How to navigate the mitigation of deepfakes
Roughly 10 years ago, the world of cybercrime had a celestial alignment. Cybercriminals had already been around for decades, routinely using phishing and malware. But two other technologies created the cybercrime boom.
One was the usage of anonymous networks, or darknets, such as Tor. The other was the introduction of cryptocurrency, in the form of Bitcoin. These two innovations — darknets and cryptocurrency — allowed cybercriminals to securely communicate and trade, creating a cascading effect in which new cybercrime services were being offered, which in turn lowered the bar for launching phishing and malware attacks. The opportunity to earn cash without the risk of detection lured newcomers into cybercrime. And today, cybercrime poses the biggest online threat to businesses.
Misinformation and disinformation campaigns are heading in the same direction. Psyops might be a modern term, but influence campaigns have been around for centuries. However, never before was it so easy to reach a massive number of targets, amplify a message, and, if needed, even distort reality.

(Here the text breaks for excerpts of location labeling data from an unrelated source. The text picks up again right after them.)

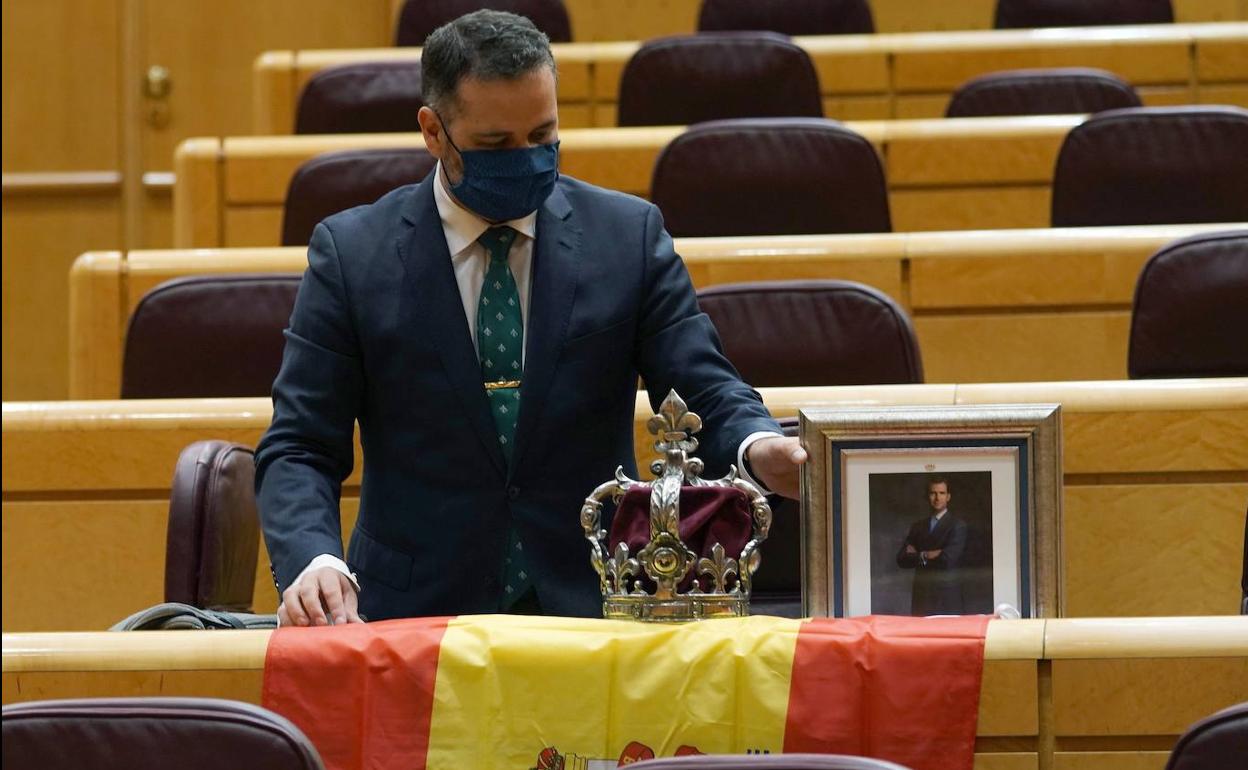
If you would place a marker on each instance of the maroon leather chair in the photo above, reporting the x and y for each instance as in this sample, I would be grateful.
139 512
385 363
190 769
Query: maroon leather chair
689 79
419 18
366 97
1056 91
1216 743
1153 166
1022 14
141 733
786 16
1243 579
806 333
794 333
336 181
1191 310
768 761
207 337
214 528
770 176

How? Social media, bots, and deepfakes.
The process of creating online personas and bots as well as injecting the message that you want your targets to see into fringe forums and niche discussion groups has been automated and perfected. Once the information is seeded, it’s just a matter of time until it grows and branches out, hitting mainstream social networks and media, and getting organic amplification.
To make things worse, as discussed in Whitney Phillips’ “The Oxygen of Amplification,” merely reporting on false claims and fake news — with the intention of proving them baseless — amplifies the original message and helps their distribution to the masses. And now we have technology that allows us to create deepfakes relatively easily, without any need for writing code. A low bar to use the tech, methods to distribute, a method of monetizing — the cybercrime-cycle pattern reemerges.
While some view the usage of deepfake technology as a future threat, the FBI warned businesses in March they should expect to be hit with different forms of synthetic content.
Unfortunately, these types of attacks have already happened — most notably, the deepfake audio heist that landed the threat actors $35 million. Voice synthesis, the sampling and use of a person’s voice to commit such a crime, is a stark warning for authentication that relies on voice recognition, as well as, perhaps, an early warning for face-recognition solutions.